Goal: Confirm the change worked and didn’t break anything.
Actions:
- Re-run the slow query and compare execution time.
sql EXPLAIN ANALYZE SELECT * FROM events WHERE user_id = 12345 AND timestamp > '2023-01-01'; - Check for regressions (e.g., other queries slowed down).
- Monitor for 24-48 hours (some issues only appear under load).
- Update dashboards (Grafana, Datadog) to track performance.

5. Document for the Customer & ATO

Goal: Ensure the change is reproducible, auditable, and maintainable.
Actions:
- Write a runbook (e.g., "How to add a new partition").
- Update the ATO documentation (e.g., "Added index idx_events_user_timestamp to improve query performance").
- Train the customer’s team (e.g., "Here’s how to check for locks").


Common Mistakes


Mistake 1: Adding Indexes Without Testing

  • What happens: You add an index to speed up a query, but it slows down writes or bloats the database.
  • Correction:
  • Always test with realistic data volumes (not just a small dev dataset).
  • Use CREATE INDEX CONCURRENTLY to avoid locking the table.
  • Monitor disk usage (SELECT pg_size_pretty(pg_total_relation_size('events'));).

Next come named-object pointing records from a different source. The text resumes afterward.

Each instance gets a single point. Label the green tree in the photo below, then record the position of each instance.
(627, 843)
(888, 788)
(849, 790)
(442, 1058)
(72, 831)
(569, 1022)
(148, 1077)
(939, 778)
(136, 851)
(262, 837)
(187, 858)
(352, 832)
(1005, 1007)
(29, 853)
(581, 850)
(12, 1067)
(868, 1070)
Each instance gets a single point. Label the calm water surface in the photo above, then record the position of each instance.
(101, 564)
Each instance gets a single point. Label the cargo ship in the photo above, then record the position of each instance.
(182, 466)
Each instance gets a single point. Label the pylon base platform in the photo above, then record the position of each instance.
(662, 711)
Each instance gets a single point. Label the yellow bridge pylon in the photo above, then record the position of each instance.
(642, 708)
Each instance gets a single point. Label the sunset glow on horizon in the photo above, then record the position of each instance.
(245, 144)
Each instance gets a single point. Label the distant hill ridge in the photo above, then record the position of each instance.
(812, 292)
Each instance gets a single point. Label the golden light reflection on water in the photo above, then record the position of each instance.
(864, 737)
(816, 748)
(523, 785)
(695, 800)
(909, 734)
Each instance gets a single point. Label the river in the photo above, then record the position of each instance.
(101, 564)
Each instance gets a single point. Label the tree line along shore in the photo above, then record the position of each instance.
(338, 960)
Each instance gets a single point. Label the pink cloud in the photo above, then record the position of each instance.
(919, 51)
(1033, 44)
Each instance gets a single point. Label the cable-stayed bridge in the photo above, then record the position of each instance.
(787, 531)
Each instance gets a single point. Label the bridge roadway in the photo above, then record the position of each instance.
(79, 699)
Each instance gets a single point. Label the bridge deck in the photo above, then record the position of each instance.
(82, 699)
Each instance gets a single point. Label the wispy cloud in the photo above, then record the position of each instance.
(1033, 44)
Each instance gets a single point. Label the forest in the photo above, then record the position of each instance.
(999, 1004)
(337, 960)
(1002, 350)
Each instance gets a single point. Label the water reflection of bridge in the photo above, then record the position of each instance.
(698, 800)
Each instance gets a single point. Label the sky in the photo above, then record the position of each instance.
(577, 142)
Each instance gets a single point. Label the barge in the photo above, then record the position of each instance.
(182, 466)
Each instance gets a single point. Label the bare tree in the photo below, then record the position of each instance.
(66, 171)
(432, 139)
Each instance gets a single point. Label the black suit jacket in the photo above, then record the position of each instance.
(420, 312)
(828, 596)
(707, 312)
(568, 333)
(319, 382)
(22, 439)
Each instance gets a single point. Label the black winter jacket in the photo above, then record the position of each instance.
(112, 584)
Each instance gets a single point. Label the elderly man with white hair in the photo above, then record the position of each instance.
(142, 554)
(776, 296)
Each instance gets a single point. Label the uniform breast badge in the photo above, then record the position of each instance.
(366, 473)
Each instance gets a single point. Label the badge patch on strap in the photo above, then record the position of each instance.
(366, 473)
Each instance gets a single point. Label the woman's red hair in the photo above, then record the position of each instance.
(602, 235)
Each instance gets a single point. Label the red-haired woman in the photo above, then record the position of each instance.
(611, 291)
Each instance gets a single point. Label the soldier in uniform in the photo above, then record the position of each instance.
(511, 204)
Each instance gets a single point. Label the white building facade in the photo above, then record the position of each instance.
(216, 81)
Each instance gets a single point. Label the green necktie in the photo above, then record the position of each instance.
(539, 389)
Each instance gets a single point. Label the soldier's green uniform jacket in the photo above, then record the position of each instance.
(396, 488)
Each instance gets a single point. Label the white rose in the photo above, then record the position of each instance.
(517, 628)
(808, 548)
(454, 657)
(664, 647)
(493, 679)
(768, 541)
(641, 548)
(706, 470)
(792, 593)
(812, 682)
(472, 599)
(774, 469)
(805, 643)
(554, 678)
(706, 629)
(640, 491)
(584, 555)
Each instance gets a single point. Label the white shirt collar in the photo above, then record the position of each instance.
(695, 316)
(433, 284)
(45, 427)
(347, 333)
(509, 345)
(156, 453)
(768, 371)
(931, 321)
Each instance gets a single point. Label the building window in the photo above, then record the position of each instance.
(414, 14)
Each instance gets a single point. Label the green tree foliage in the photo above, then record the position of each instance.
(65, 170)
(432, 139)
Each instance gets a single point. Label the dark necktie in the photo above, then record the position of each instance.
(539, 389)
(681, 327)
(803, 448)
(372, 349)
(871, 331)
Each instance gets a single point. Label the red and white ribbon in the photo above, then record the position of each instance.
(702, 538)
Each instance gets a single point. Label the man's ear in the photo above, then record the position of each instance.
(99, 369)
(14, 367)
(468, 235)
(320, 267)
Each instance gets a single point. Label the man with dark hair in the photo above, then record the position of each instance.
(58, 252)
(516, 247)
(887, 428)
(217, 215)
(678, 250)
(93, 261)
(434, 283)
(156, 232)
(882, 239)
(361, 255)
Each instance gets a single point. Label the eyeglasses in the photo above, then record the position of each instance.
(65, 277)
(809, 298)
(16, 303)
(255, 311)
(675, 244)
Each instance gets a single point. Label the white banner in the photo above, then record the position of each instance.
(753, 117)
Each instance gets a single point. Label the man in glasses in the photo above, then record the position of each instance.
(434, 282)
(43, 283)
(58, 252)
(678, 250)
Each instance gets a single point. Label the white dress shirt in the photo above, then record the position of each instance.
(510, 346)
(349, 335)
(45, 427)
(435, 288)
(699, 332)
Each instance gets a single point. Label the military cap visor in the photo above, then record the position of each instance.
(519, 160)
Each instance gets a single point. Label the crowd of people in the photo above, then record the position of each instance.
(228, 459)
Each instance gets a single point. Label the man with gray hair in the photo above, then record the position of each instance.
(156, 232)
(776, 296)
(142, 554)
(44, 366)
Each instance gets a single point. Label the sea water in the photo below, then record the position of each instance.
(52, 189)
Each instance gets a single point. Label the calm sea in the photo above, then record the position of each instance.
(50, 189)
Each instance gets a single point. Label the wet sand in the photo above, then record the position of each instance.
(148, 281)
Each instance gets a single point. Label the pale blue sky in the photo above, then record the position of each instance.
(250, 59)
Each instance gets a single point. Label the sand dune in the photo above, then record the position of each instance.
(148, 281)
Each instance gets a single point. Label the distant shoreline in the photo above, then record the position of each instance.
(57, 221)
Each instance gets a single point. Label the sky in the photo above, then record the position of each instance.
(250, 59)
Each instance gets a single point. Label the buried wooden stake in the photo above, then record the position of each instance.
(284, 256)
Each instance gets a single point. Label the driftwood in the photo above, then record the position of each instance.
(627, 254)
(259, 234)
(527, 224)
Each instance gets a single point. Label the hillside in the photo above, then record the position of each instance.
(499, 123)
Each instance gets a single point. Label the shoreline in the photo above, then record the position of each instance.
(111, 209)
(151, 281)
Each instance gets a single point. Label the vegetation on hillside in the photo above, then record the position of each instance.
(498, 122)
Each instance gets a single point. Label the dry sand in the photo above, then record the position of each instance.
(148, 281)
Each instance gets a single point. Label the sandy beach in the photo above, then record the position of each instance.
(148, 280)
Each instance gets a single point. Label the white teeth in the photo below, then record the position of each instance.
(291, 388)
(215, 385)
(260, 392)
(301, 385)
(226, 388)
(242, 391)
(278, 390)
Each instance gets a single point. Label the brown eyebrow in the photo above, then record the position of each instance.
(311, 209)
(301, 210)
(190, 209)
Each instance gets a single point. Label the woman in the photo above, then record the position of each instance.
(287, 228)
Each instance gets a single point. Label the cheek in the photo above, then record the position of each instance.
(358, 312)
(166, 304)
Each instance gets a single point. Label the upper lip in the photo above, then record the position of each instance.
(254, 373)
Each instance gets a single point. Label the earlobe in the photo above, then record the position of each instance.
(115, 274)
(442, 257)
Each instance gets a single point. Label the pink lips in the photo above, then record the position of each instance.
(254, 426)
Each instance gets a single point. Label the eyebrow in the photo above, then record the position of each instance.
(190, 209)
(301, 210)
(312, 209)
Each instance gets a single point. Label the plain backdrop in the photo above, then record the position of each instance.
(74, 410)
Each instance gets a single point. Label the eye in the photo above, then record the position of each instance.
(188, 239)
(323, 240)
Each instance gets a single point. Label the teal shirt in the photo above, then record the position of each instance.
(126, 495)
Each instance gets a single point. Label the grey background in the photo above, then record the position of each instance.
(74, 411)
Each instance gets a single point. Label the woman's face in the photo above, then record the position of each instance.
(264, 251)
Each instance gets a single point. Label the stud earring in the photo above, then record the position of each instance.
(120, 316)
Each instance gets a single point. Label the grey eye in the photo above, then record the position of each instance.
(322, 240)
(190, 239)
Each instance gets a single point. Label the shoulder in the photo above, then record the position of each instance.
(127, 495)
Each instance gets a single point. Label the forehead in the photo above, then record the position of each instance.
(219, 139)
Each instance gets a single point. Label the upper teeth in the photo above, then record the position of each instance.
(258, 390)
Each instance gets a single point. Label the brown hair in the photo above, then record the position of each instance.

Mistake 2: Sharding Without a Key

  • What happens: You shard by user_id, but 80% of queries are for timestamp ranges, causing hotspots.
  • Correction:
  • Analyze query patterns first (e.g., "Do most queries filter by user_id or timestamp?).
  • Use composite shard keys if needed (e.g., user_id + timestamp).
  • Consider consistent hashing if data is skewed.

Mistake 3: Ignoring Connection Overhead

  • What happens: Your app opens a new database connection for every request, causing high latency in high-traffic environments.
  • Correction:
  • Use connection pooling (PgBouncer, HikariCP).
  • Tune pool size (e.g., max_connections = 100 in PostgreSQL).
  • Reuse connections in your app (e.g., SQLAlchemy scoped_session).

Mistake 4: Partitioning Without a Maintenance Plan

  • What happens: You partition by date, but no one remembers to add new partitions, causing queries to fail.
  • Correction:
  • Automate partition creation (e.g., a cron job or Airflow DAG).
  • Document the process (e.g., "Run this script on the 1st of every month").
  • Set up alerts (e.g., "Partition for next month is missing").

Mistake 5: Assuming "It Works in Staging"

  • What happens: Your fix works in staging, but the customer’s firewall blocks port 5432, or their disk is full.
  • Correction:
  • Test in the exact customer environment (or a replica).
  • Check for hidden constraints (e.g., "No outbound internet access," "Must use FIPS-compliant encryption").
  • Have a rollback plan (e.g., "If this fails, revert to the old index").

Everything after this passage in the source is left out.